Кавалерия варваров атаковала левый фланг ромеев раньше, чем императорская свита успела занять удобные места для наблюдения. Пордака распознал в атакующих варварах русколанов рекса Гвидона и сказал об этом комиту Рихомеру. Рихомер был сыном руга, служившего еще императору Констанцию, и, похоже, он что-то слышал о всадниках с берегов загадочного Танаиса. Во всяком случае, комит встрепенулся и ринулся к своим клибонариям, однако был остановлен грозным окриком Валента, не видевшего в атаке русколанов никакой опасности ни для сирийцев, ни для пеших легионеров. На первый взгляд император был прав, ибо русколанов насчитывалось не более полутора тысяч, и сирийцы втрое превосходили их числом. Куда больше беспокойства вызвала у Валента готская лава, накатывающая на правый фланг. Но, к счастью для ромеев, клибонарии магистра Профутура сумели сдержать удар. Готы лишь слегка потеснили ромеев, но решительного успеха не добились. На помощь кавалерии ринулась фаланга готов, перешедшая на бег. Столкновение пехотинцев сопровождалось таким шумом и треском, что у Пордаки заложило уши. Видимо, в силу этой причины он не сразу понял, что кричит божественному Валенту комит Рихомер. Русколаны, облаченные в тяжелые доспехи, разметали легкую кавалерию ромеев, обратив сирийцев в паническое бегство. Бегущие сирийцы ворвались в ряды клибонариев резерва и увлекли их за собой. Чем не замедлили воспользоваться русколаны, с ходу атаковавшие холм, на вершине которого застыл бронзовым памятником божественный Валент. Гвардейцы охранной схолы не успели разогнать коней для встречного удара и были опрокинуты железными всадниками в мгновение ока. В довершение всех бед дрогнули и резко подались назад клибонарии магистра Профутура.
— Спасайте императора! — громовым голосом воскликнул комит Рихомер, но его призыв не был услышан.
Вслед за первой волной русколанов накатывалась вторая, а за второй из клубов пыли вырастала и третья. Фаланга ромеев не выдержала ударов конницы с флангов и тыла и стала рассыпаться прямо на глазах. Император Валент успел вынести меч из ножен, но ему не хватило ни сил, ни умения, чтобы отвести направленный в голову удар.

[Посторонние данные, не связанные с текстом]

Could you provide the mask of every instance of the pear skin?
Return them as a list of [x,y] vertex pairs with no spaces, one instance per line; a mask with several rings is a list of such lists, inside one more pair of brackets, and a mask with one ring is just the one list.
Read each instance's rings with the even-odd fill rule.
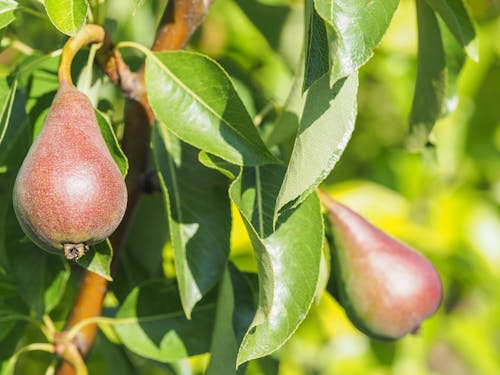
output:
[[13,192],[26,235],[47,251],[78,259],[116,229],[127,189],[90,100],[62,82],[18,172]]
[[348,207],[320,195],[335,237],[336,297],[350,320],[378,339],[417,332],[442,300],[432,263]]

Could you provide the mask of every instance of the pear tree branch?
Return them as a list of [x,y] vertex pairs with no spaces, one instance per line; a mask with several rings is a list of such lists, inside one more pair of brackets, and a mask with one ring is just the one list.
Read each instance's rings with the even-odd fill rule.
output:
[[[183,48],[203,21],[210,2],[209,0],[169,1],[158,27],[152,50]],[[125,235],[142,194],[143,176],[148,171],[149,138],[154,115],[146,95],[144,66],[137,73],[132,73],[123,62],[119,52],[112,48],[108,37],[105,37],[103,47],[98,55],[98,61],[127,98],[122,149],[129,161],[129,173],[126,177],[128,203],[121,224],[110,237],[115,251],[112,271],[116,271],[117,259],[124,245]],[[101,315],[106,290],[105,279],[86,271],[66,330],[84,319]],[[85,325],[75,336],[75,344],[82,357],[85,357],[92,347],[96,333],[97,326],[89,324]],[[74,373],[73,366],[65,361],[61,363],[57,371],[58,375]]]

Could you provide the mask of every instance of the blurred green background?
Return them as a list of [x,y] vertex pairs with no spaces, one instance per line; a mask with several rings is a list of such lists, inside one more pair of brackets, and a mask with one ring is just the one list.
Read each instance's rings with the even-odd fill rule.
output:
[[[419,335],[380,342],[353,328],[324,293],[282,349],[250,363],[248,374],[500,374],[500,1],[466,3],[476,25],[480,60],[465,64],[456,108],[432,134],[437,147],[423,155],[404,148],[417,35],[414,1],[401,0],[382,44],[361,69],[356,128],[324,184],[340,201],[433,261],[444,284],[441,309]],[[164,4],[108,1],[99,17],[107,15],[106,27],[116,41],[150,45]],[[10,30],[20,40],[13,45],[8,32],[4,35],[2,74],[30,52],[27,47],[46,53],[65,39],[30,13],[19,15]],[[302,30],[302,1],[217,0],[188,48],[217,59],[231,74],[266,134],[293,83]],[[141,56],[124,53],[132,66],[141,62]],[[100,95],[114,103],[111,115],[119,129],[120,93],[103,83]],[[286,153],[286,142],[282,151]],[[146,198],[144,206],[157,198]],[[243,225],[238,215],[233,217],[232,260],[243,270],[255,270]],[[165,252],[169,273],[168,244]],[[102,336],[97,345],[102,351],[91,354],[90,369],[113,350]],[[200,356],[178,368],[196,372],[205,363],[206,356]]]

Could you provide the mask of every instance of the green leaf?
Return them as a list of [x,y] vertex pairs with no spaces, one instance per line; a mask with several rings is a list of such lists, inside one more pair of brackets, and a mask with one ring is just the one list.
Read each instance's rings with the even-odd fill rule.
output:
[[106,280],[113,281],[111,278],[111,260],[113,259],[113,247],[109,240],[91,246],[90,250],[76,261],[87,271],[94,272]]
[[10,121],[12,106],[14,104],[17,81],[14,81],[12,87],[7,83],[6,78],[0,80],[0,144],[3,143],[5,133]]
[[245,373],[245,366],[236,369],[236,356],[254,314],[252,290],[244,275],[230,264],[219,287],[210,363],[205,375]]
[[234,291],[229,272],[222,276],[214,333],[210,345],[210,363],[205,375],[235,374],[238,343],[233,331]]
[[198,161],[199,150],[163,124],[153,131],[153,150],[166,200],[170,239],[182,305],[195,304],[219,280],[229,255],[231,210],[228,180]]
[[209,154],[205,151],[200,151],[198,155],[198,160],[205,167],[215,169],[222,173],[224,176],[230,180],[234,180],[236,176],[240,173],[240,167],[235,164],[231,164],[218,156]]
[[131,352],[170,362],[208,351],[214,317],[214,293],[193,309],[188,320],[177,285],[158,280],[135,288],[120,307],[113,325]]
[[168,238],[168,218],[162,195],[145,194],[135,210],[125,248],[120,252],[119,272],[113,275],[111,288],[119,301],[137,285],[163,275],[163,249]]
[[[14,144],[10,145],[11,151],[1,160],[2,167],[5,170],[0,173],[0,314],[2,315],[0,320],[6,318],[5,315],[11,314],[29,316],[29,309],[24,302],[24,296],[18,291],[20,285],[17,281],[17,274],[12,271],[8,260],[10,252],[17,250],[10,246],[10,238],[12,238],[11,228],[12,225],[17,224],[16,217],[12,212],[12,187],[17,168],[19,168],[25,149],[28,147],[28,142],[26,141],[28,139],[26,136],[28,130],[24,127],[23,131],[23,135],[25,136],[15,139],[13,141]],[[7,236],[9,243],[6,241]],[[18,266],[22,266],[22,264]],[[50,298],[48,300],[49,304],[54,301]],[[10,322],[14,324],[11,325]],[[14,321],[4,320],[2,322],[0,327],[0,372],[2,362],[17,347],[18,341],[24,335],[25,327],[26,321],[21,319]]]
[[87,18],[86,0],[44,0],[54,26],[66,35],[75,35]]
[[12,205],[6,220],[5,244],[9,270],[18,293],[41,319],[59,303],[64,294],[69,278],[68,264],[62,256],[48,254],[26,237],[16,220]]
[[330,40],[330,82],[358,70],[373,55],[399,0],[314,0]]
[[[24,319],[21,319],[21,317]],[[18,321],[26,320],[27,318],[27,316],[19,314],[18,311],[13,310],[9,306],[0,306],[0,342],[5,339]]]
[[[17,223],[15,215],[12,212],[12,189],[16,179],[17,171],[29,147],[29,129],[24,127],[22,136],[13,140],[10,145],[10,151],[3,155],[2,172],[0,173],[0,269],[6,273],[9,269],[6,236],[11,235],[9,227],[12,223]],[[10,223],[9,226],[7,223]],[[9,275],[12,276],[12,275]]]
[[467,55],[478,61],[476,31],[463,0],[426,0],[427,4],[443,19]]
[[14,0],[0,0],[0,29],[16,19],[14,11],[18,5],[17,1]]
[[318,285],[324,228],[317,196],[286,211],[273,227],[284,173],[273,165],[245,168],[230,188],[259,268],[259,305],[238,365],[280,348],[307,315]]
[[238,165],[274,163],[227,73],[193,52],[146,58],[148,99],[176,136]]
[[292,156],[276,202],[302,202],[328,176],[351,137],[356,120],[357,72],[333,88],[328,75],[306,92]]
[[120,172],[122,172],[123,176],[126,176],[128,172],[128,160],[118,143],[118,139],[116,139],[113,127],[109,123],[106,116],[104,116],[98,109],[94,109],[94,112],[96,114],[99,127],[101,128],[101,134],[106,142],[106,146],[108,146],[109,152],[111,153],[115,163],[118,165]]
[[302,91],[330,70],[328,35],[323,19],[314,9],[312,1],[306,1],[305,72]]
[[14,354],[19,341],[24,337],[26,322],[18,320],[8,334],[0,341],[0,373],[5,374],[5,364],[9,357]]
[[34,54],[18,66],[19,86],[26,89],[26,112],[36,136],[42,128],[54,95],[59,88],[57,68],[59,57]]
[[16,285],[14,281],[4,275],[4,272],[5,271],[2,270],[2,275],[0,275],[0,298],[2,299],[16,294]]
[[100,331],[85,358],[85,364],[89,374],[137,375],[138,372],[130,360],[130,353],[122,345],[107,340]]
[[17,136],[28,124],[25,97],[17,90],[17,80],[0,79],[0,162],[6,157]]
[[296,73],[293,85],[288,93],[284,108],[280,112],[276,124],[267,134],[266,144],[283,144],[285,141],[295,139],[297,129],[299,128],[300,116],[304,109],[304,96],[302,88],[304,85],[304,65]]
[[411,151],[421,151],[439,118],[446,86],[446,59],[437,17],[424,0],[417,0],[418,67],[410,114]]

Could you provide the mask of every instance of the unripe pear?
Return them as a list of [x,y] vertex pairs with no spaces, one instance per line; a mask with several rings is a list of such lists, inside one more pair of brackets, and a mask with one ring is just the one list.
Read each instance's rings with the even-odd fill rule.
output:
[[322,193],[335,238],[336,297],[369,336],[394,340],[416,332],[442,299],[442,285],[423,255]]
[[61,82],[44,126],[16,178],[16,216],[48,251],[78,259],[116,229],[127,189],[89,99]]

Он окровавленным мешком рухнул под копыта коней собственной свиты и был буквально втоптан в землю бесившимися животными.
Пордака узнал человека, лишившего Великий Рим императора. Это был не кто иной, как маг и чародей Гвидон, с которым жизнь уже не в первый раз сталкивала нотария. Трудно сказать, почему разгоряченный сечей боярин вдруг сдержал удар, но для Пордаки эта заминка явилась воистину даром небес. Он сорвал с пояса меч, который, к слову, так и не успел обнажить, и бросил под ноги коня русколана.
Пример нотария оказался заразительным. Ромеи один за другим стали бросать на землю оружие и спешиваться, отдавая себя тем самым на волю победителям. Русколаны, надо отдать им должное, проявили великодушие к побежденным, никто из сдавшихся чиновников и гвардейцев императора не был ни убит, ни ранен. Битва на равнине еще продолжалась, хотя ее скорее можно было назвать истреблением. Ромеи, потерявшие своих полководцев, не сумели даже отступить, они просто бежали с поля битвы, рассчитывая только на скорость своих и конских ног. Кавалеристы, как в таких случаях водится, оказались проворнее пехотинцев. Легионеры валились под ноги готам целыми рядами, и все подножье холма покрылось окровавленными телами. Бойня прекратилась лишь к вечеру. Семидесятитысячная армия Валента, гордость Великого Рима, перестала существовать.
Пордака, ошеломленный и потрясенный кровавым побоищем, сидел на земле в окружении таких же полоненных горемык и тупо смотрел, как проезжают мимо гордые всадники, облаченные в пурпурные плащи. Судя по всему, это были вожди готов. Пордака без удивления признал в одном из рексов патрикия Руфина, но не рискнул напомнить ему о себе.
Руфин сам придержал коня напротив пленных и обвел чиновников Валента хищным взглядом. Не исключено, что отыскивал среди них своих врагов. Пордаку он то ли не заметил, то ли не счел нужным узнать.
— Патрикий, — окликнул Руфина рыжий рекс. — Стоит ли оглядываться назад, если впереди у нас Константинополь.
— Ты прав, Придияр, — громко произнес патрикий. — Пусть воссияют лики наших богов над развалинами чужих храмов. Да пребудет с нами их сила отныне и во веки веков.